I used to think a lot along your lines, and it's a large part of the reason I used to be so depressed.
Over time however, I've come to have a more vague, but perhaps ironically more accurate sense of what gender means.
And that's really the question here, what IS gender? What makes someone male or female?
Is it genitalia? Because there are plenty of intersex conditions which blur that line. If you are born with both male and female reproductive organs, which are you? Are you whichever are the dominant/more fully functional organs? What if that question is a matter of debate? Genetically you're not fully one or the other from a genital point of view, but you will still tend to have an identity of one or the other.

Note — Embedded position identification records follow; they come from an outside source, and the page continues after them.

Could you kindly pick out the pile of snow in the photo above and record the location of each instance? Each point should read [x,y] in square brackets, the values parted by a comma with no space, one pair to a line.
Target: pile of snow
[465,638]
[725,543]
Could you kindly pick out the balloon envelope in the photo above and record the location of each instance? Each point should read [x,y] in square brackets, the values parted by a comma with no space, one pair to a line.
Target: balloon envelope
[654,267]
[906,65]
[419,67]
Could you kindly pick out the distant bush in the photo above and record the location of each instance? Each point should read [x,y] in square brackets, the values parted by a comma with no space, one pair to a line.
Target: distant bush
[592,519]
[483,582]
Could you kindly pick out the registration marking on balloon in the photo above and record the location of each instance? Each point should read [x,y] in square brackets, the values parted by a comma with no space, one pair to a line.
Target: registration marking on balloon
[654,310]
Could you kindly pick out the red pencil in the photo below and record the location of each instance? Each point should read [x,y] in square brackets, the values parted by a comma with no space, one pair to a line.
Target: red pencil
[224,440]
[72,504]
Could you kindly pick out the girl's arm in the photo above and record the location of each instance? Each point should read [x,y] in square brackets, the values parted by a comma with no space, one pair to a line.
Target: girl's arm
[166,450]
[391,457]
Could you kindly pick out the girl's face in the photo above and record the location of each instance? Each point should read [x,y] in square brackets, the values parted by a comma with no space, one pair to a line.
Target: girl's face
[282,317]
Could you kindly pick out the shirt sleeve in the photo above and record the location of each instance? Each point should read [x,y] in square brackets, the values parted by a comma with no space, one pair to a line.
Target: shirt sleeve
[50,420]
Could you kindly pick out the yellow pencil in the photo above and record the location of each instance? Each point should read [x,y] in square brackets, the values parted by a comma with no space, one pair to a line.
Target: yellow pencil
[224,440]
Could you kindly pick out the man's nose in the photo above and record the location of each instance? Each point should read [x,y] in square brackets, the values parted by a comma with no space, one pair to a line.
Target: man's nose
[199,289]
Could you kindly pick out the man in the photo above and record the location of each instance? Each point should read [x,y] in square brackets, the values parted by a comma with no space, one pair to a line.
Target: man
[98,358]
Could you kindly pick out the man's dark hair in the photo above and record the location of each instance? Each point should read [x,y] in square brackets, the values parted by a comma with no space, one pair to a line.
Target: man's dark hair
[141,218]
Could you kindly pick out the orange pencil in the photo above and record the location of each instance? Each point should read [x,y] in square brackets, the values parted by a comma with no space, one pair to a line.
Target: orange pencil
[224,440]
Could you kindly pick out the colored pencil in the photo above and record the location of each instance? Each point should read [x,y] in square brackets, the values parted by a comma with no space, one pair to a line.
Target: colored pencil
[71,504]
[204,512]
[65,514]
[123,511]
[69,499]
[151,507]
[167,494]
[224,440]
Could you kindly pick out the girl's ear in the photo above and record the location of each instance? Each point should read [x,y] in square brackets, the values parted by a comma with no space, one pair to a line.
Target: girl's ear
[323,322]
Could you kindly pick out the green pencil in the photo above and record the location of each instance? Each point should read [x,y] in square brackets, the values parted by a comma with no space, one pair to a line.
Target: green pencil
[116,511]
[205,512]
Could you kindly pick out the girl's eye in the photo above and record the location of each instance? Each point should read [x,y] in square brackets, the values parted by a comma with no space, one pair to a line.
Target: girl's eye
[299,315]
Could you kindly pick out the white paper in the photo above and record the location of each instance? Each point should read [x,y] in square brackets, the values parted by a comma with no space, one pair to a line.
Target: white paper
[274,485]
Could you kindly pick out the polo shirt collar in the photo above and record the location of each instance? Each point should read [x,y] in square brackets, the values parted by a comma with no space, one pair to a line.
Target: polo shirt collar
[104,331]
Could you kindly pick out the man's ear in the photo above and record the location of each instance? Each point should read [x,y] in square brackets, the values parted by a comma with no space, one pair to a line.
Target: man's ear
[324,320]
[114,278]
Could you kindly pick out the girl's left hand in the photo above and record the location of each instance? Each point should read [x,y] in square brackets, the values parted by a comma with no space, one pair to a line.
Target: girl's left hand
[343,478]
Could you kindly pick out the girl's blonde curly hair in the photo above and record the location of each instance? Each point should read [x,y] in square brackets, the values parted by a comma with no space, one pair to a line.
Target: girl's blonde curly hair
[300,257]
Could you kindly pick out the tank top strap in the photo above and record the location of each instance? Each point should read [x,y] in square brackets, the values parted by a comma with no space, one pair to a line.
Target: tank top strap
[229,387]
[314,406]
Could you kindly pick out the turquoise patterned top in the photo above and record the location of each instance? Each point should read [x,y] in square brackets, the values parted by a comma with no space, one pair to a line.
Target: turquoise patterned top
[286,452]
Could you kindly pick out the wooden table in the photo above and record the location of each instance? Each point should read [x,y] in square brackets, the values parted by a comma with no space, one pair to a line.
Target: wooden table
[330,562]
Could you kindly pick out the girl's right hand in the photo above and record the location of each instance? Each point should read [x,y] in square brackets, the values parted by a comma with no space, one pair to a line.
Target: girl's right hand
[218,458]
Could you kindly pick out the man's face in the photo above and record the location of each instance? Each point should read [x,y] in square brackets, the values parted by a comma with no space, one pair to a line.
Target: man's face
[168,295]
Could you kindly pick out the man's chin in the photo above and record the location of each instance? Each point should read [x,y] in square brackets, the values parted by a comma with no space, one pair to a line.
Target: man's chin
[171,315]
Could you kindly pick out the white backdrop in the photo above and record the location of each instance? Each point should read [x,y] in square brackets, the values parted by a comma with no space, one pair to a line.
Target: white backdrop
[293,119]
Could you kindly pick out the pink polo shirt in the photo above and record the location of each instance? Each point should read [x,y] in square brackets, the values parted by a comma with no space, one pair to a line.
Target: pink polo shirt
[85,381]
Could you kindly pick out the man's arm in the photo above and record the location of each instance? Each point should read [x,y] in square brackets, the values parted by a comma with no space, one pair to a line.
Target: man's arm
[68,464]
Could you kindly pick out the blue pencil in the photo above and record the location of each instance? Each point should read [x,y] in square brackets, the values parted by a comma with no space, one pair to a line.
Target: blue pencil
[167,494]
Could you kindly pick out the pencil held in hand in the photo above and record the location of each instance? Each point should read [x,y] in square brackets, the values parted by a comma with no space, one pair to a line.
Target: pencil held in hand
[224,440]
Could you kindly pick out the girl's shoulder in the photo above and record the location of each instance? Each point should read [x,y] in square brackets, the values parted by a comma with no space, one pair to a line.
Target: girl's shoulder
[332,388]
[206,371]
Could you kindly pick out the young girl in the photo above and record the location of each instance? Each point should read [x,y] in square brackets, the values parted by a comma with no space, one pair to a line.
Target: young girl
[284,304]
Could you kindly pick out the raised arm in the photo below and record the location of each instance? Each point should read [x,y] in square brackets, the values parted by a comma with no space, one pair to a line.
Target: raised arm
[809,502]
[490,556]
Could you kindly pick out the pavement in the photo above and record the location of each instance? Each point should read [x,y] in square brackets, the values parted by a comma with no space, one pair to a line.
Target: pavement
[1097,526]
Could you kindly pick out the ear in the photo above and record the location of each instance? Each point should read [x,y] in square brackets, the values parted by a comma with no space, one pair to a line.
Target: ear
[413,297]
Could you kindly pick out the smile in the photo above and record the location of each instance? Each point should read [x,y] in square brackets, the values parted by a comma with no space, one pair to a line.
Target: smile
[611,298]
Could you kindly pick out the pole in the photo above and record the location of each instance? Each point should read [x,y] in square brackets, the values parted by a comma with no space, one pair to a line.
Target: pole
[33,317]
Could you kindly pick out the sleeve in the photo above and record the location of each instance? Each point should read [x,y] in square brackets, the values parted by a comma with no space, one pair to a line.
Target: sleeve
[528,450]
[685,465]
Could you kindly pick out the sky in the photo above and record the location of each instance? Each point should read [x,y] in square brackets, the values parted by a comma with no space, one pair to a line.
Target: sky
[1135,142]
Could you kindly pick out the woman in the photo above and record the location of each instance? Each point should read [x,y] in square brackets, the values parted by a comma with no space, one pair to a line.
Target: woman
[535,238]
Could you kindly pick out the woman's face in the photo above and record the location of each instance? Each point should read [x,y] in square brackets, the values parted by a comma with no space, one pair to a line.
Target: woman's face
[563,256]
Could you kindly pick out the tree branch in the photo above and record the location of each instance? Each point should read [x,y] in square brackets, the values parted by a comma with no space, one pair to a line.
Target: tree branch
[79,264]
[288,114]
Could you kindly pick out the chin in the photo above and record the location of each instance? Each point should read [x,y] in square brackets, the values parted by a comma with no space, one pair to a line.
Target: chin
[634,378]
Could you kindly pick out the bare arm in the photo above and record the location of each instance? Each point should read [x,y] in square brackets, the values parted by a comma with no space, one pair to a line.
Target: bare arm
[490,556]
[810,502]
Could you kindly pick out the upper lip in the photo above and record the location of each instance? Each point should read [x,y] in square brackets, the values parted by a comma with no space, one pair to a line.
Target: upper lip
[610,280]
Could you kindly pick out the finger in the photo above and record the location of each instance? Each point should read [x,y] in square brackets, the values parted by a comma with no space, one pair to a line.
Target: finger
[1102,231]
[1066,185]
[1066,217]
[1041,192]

Is it chromosomes? As another poster mentioned, there are conditions like AIS and Klinefelter's syndrome, If you have both two X AND a Y chromosome, which are you? Are you male because only males have a Y chromosome? Are you female because only females have two X chromosomes. Genetically you don't fit fully in either category. But before there was a knowledge of conditions like AIS and chromosomes, there'd be little doubt that a woman with AIS was female. If a woman with AIS looks like a woman, believes she is a woman, acts like a woman, in all ways that are apparent IS a woman. How could you say she's not? Because of her chromosomes? Is gender really that arbitrary? If you fixate on such a relatively minor detail to define gender, then what is the point of having a concept of gender at all.
Is gender social? That seems to ultimately be the only thing definitive. For all practical purposes, your social gender is the only one that truly counts in real life. Everything else has exceptions to the rules.
Your gender is not as arbitrary as your chromosomes, if it were, woman with AIS would have to be considered men, despite acting like woman, believing they ARE women, and for almost all practical purposes BEING woman to the point that a less advanced society would have nothing to base them being men on.
The point I'm getting at here, is chromosomes are just one aspect of the differences between men and woman, but it is neither the most important nor defining characteristic. To me at least, the defining and most important characteristic is whatever you present to be as in real life.
EDIT: One more thing though, if all the above isn't enough to convince you, there is a growing body of evidence that neurologically, and perhaps even genetically, MtF's and FtM's ARE intersexed to some extent, in a way that can be detected in the brain.
So is a MtF really a woman? Is an FtM really a man? In the ways that matter most? In my opinion, yes.